Go to Ammoman.com and see what he has. I have bought several 1000 rds. of .223 from him.



God Bless


Moose


----------



## VA Boy (Feb 19, 2012)

Sorry folks, I guess I should do some explaining. I'm not trying to complain about the prices in the pics; ALL AMMO IS HIGH. I guess I live in a fantasy world and still think of.38 spl as $8 per box ammo. What I am showing is inconsistent pricing. For the Winchester, 50 rounds of 130 gr FMC is $16.47. If I bought 2 boxes (100 rounds) it would be $32.94. OR I could buy the 100 round "value pack" for $34.97. A loss of nearly $2. Wheres the value in that?
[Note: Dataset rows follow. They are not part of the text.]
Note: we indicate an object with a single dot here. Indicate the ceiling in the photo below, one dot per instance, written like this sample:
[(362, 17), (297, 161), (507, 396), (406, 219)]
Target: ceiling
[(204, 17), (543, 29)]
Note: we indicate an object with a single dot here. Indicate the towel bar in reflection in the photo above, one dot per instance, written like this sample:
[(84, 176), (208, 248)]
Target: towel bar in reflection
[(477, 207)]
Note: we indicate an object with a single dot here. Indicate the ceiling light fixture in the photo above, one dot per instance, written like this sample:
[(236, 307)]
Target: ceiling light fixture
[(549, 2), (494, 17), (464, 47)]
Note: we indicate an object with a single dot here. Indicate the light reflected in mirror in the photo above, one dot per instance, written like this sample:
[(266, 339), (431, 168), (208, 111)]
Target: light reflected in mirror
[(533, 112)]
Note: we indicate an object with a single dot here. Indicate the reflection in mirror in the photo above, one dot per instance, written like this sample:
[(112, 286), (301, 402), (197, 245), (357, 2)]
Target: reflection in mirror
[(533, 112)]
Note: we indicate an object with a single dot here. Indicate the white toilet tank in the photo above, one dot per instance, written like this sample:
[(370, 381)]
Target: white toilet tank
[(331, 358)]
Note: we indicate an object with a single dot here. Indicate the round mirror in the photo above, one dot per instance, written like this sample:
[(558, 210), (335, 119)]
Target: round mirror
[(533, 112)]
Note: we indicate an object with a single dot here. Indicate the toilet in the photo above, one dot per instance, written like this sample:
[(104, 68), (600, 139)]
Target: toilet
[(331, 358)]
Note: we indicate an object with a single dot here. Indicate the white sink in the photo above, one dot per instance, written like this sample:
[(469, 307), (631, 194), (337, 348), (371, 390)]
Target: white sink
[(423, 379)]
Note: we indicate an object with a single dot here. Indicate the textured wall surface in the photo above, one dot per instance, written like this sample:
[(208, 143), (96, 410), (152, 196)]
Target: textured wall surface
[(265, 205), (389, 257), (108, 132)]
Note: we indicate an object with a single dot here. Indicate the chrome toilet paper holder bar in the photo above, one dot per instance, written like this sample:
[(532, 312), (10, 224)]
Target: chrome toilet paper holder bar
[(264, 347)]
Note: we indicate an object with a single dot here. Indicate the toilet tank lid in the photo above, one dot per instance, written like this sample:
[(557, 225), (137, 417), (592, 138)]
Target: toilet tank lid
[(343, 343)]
Now the Remington is another matter. In side-by-side comparison here, not only do you get a better round (if your pistol is rated for +P ammo), you save about $2 for the JHP rounds.


----------



## kaferhaus (Oct 8, 2009)

VA Boy said:


> Sorry folks, I guess I should do some explaining. I'm not trying to complain about the prices in the pics; ALL AMMO IS HIGH. I guess I live in a fantasy world and still think of.38 spl as $8 per box ammo. What I am showing is inconsistent pricing. For the Winchester, 50 rounds of 130 gr FMC is $16.47. If I bought 2 boxes (100 rounds) it would be $32.94. OR I could buy the 100 round "value pack" for $34.97. A loss of nearly $2. Wheres the value in that? Now the Remington is another matter. In side-by-side comparison here, not only do you get a better round (if your pistol is rated for +P ammo), you save about $2 for the JHP rounds.



Walmart is famous for that. Not just on ammo either. You have to be very careful when buying "family size" grocery items as well. The larger quantity items are often more expensive per ounce than the smaller ones are....

So is Sams Club.... owned by Walmart of course.


----------



## FrankwT (Jul 25, 2010)

kaferhaus said:


> Walmart is famous for that. Not just on ammo either. You have to be very careful when buying "family size" grocery items as well. The larger quantity items are often more expensive per ounce than the smaller ones are....
> 
> So is Sams Club.... owned by Walmart of course.


Yep noticed that on many grocery side items...good catch!


----------



## Gravity3694 (May 10, 2011)

FrankwT said:


> Yep noticed that on many grocery side items...good catch!


I always do my own math to price out the cost per unit. In bulk its generally cheaper since you save the company the cost of packaging two separate items.


----------



## wellshoot! (Jan 26, 2009)

Yep, I buy mine when and wherever the bulk prices look good. Some times it's at Wally World, and others it may be Academy or even Bass-Pro. 'course, I'd be willin' to pay more at Bass-Pro if they had girls in bikinis and skates bring your order out to ya....


----------



## welldoya (Oct 5, 2007)

In the first picture, the 50 round Remington box is regular .38 (probably FMJ) and the 100 round is +P JHP which is a much better deal.


----------



## mitchell master (May 23, 2012)

i stocked up in nov before barrack got into office and everybody went buy happy 223 189.00 per 1000/pcm 40 at 7.95 box of 50 and i bought unuff.


----------